Con la nueva hoja de ruta, Microsoft reconoce que se ha pasado de frenada y asegura que va a reducir los accesos innecesarios a Copilot y otras funciones de IA. En aplicaciones básicas como Recortes, Fotos, el Bloc de notas o los propios widgets se eliminarán atajos y botones que muchos usuarios veían más como estorbo que como herramienta útil.
La apuesta no es retirar la inteligencia artificial del sistema, sino limitarla a los contextos donde pueda aportar un valor claro. La compañía insiste en que la integración será más cuidadosa, revisando caso por caso dónde tiene sentido que aparezca Copilot y dónde no, en lugar de plantearlo como una capa obligatoria presente en cada esquina.
Este cambio de enfoque también tiene impacto en la percepción general del sistema. Un número creciente de usuarios europeos había manifestado su preocupación por el uso de la IA en tareas rutinarias, tanto por cuestiones de privacidad como por la sensación de estar forzados a usar funciones que no necesitaban. Con una presencia más discreta y mejor pensada, Microsoft espera rebajar ese rechazo y centrar el debate en cuándo la IA realmente ayuda a trabajar mejor.
Escuchar a la comunidad: Windows Insider y foco en la calidad
Todo este paquete de cambios se enmarca dentro de un compromiso más amplio con la calidad. Desde el equipo de Windows Insider, liderado por Pavan Davuluri, se ha insistido en que las decisiones actuales nacen de meses de recopilación de comentarios de usuarios, incluidas quejas por errores, bajones de rendimiento y funciones poco útiles.

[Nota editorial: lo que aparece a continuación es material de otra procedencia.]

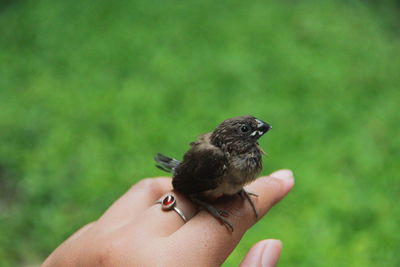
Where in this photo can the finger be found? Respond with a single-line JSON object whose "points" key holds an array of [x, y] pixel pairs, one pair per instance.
{"points": [[161, 223], [215, 242], [135, 201], [265, 253]]}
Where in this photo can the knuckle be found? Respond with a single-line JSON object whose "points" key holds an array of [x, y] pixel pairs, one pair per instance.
{"points": [[151, 185]]}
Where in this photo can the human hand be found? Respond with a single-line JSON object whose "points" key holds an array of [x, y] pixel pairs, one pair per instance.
{"points": [[136, 232]]}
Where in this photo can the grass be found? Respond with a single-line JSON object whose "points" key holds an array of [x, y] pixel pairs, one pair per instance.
{"points": [[90, 91]]}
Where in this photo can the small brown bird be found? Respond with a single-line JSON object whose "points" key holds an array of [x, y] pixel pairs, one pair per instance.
{"points": [[219, 163]]}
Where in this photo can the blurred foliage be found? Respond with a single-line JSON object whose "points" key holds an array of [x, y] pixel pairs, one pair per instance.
{"points": [[91, 90]]}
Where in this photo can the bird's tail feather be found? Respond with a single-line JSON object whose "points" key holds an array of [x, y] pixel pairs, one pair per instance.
{"points": [[166, 163]]}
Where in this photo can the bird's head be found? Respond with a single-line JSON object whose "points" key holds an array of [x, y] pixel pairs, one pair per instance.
{"points": [[239, 133]]}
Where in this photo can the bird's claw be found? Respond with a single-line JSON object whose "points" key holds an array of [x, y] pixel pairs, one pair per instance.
{"points": [[244, 194]]}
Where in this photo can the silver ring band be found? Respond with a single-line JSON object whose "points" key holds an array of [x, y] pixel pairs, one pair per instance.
{"points": [[169, 203]]}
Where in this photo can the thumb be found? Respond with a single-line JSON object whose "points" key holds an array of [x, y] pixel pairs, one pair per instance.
{"points": [[264, 253]]}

Microsoft quiere que este proceso sea continuo y más transparente. Para ello, ha introducido mejoras en el centro de comentarios (Feedback Hub), que ya está recibiendo un lavado de cara para facilitar que la comunidad reporte problemas, vote sugerencias y vea con mayor claridad qué está atendiendo el equipo de desarrollo.
Además, se han ido celebrando reuniones y sesiones directas con miembros del programa Windows Insider, con la idea de entender mejor las preocupaciones de quienes prueban las versiones previas del sistema. Todo lo que se está desplegando en marzo y abril se estrena primero en estos canales de prueba, antes de llegar al resto de usuarios a lo largo del año.
La propia compañía habla de un cambio de mentalidad: en lugar de centrarse en lanzar grandes novedades llamativas, el objetivo de los próximos meses es eliminar fricciones cotidianas, estabilizar lo que ya existe y pulir la experiencia diaria tanto en entornos domésticos como profesionales.
En última instancia, la estrategia apunta a que Windows 11 deje de ser percibido como un sistema pesado, imprevisible y demasiado cargado de funciones accesorias, convirtiéndose en una versión más sobria y eficaz, donde lo protagonista sea que las cosas funcionen a la primera y sin sorpresas desagradables.
Si Microsoft cumple lo prometido, los usuarios de España y del resto de Europa deberían notar en los próximos meses un Windows 11 más ágil, menos caprichoso con las actualizaciones, con una barra de tareas por fin flexible y con una inteligencia artificial que aparece solo cuando tiene algo útil que aportar, en lugar de ocupar sitio por inercia.